To achieve that aim, Kean designed a second story turret ringed with transom windows. At the same time, he saw the potential space for a private outdoor living are—the second floor roof.
“We had to do a lot of additional structural work to prepare that,” he says. “But it’s a beautiful space. That wood floor actually floats above a triple membrane, to provide a level walking area. And part of the area is a green roof. Last time I was over there, the owner had put in some beehives.”
Kean says he always builds with green features such as on demand water and good insulation. But this home raises the bar to a new level.
“You never have to turn a light on during the day in this home—the daylighting is so good,” he says. “We had all of the cabinets made and built locally. We used low-VOC paints, glues and finishes.”
The home’s shell is especially tight, insulated with spray-in foam insulation. It has an unvented attic, careful caulking and weather sealing, and the essential ERV ventilation for a home this tight. A 16.3 SEER heat pump provides air cooling—but according to the builder, it’s often not even needed. The home has a HERS score of 61.

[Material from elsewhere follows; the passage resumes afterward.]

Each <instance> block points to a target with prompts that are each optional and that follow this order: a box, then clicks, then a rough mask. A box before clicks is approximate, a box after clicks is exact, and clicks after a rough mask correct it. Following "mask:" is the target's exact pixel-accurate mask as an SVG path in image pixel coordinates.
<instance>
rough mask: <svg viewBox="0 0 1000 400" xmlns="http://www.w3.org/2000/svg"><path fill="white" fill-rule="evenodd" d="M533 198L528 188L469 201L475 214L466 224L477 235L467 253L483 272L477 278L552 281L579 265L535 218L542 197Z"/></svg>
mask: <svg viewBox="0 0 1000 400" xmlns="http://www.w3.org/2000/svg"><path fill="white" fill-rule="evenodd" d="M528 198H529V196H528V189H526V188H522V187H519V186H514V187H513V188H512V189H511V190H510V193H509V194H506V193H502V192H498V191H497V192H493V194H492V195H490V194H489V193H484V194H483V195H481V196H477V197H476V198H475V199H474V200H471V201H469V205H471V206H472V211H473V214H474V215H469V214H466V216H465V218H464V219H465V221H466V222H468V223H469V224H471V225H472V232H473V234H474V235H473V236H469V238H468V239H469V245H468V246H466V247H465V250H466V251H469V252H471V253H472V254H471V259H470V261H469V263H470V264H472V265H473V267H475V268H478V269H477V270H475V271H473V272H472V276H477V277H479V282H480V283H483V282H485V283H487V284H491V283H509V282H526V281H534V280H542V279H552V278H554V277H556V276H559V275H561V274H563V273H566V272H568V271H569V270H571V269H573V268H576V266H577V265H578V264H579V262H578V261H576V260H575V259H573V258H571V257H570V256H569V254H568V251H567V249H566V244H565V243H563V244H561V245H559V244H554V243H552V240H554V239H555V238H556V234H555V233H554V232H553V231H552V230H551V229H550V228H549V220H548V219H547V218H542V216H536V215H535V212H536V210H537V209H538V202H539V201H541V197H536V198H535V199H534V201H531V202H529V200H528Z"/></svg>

The Evergreen is also miserly with water use. Not only is the roof fully guttered for rainwater harvesting, but the landscape is planted with drought tolerant plants and a zoned drip irrigation system. The irrigation also includes a leak detection device, essential—but often missing--from residential irrigation.
The home’s conditioned space is about 3,000 sq. ft.,--smaller than many homes in the area. But instead of adding more conditioned space to the footprint, the builder designed outdoor space on the lower level that feels like living space—a permanent lanai equipped with retractable screens.
The builder also tried to use as much as possible from the previous house, including cutting up the old slab and making it into pavers for the new driveway, salvaging cement blocks, and preserving existing trees.
“Those large trees are all original,” he notes. “To protect them, we kept the original driveway layout. Everything else we planted was Florida native.”
The design payoff for this home is obvious—it provides exactly the living environment the client wanted. But what about the energy payoff?
“If you look at the utilities, you see the results,” says Kean. “For a typical home of this size, people may pay $600 a month. But here the average bill is $150, and that includes a large flat fee, trash pickup and all utilities.”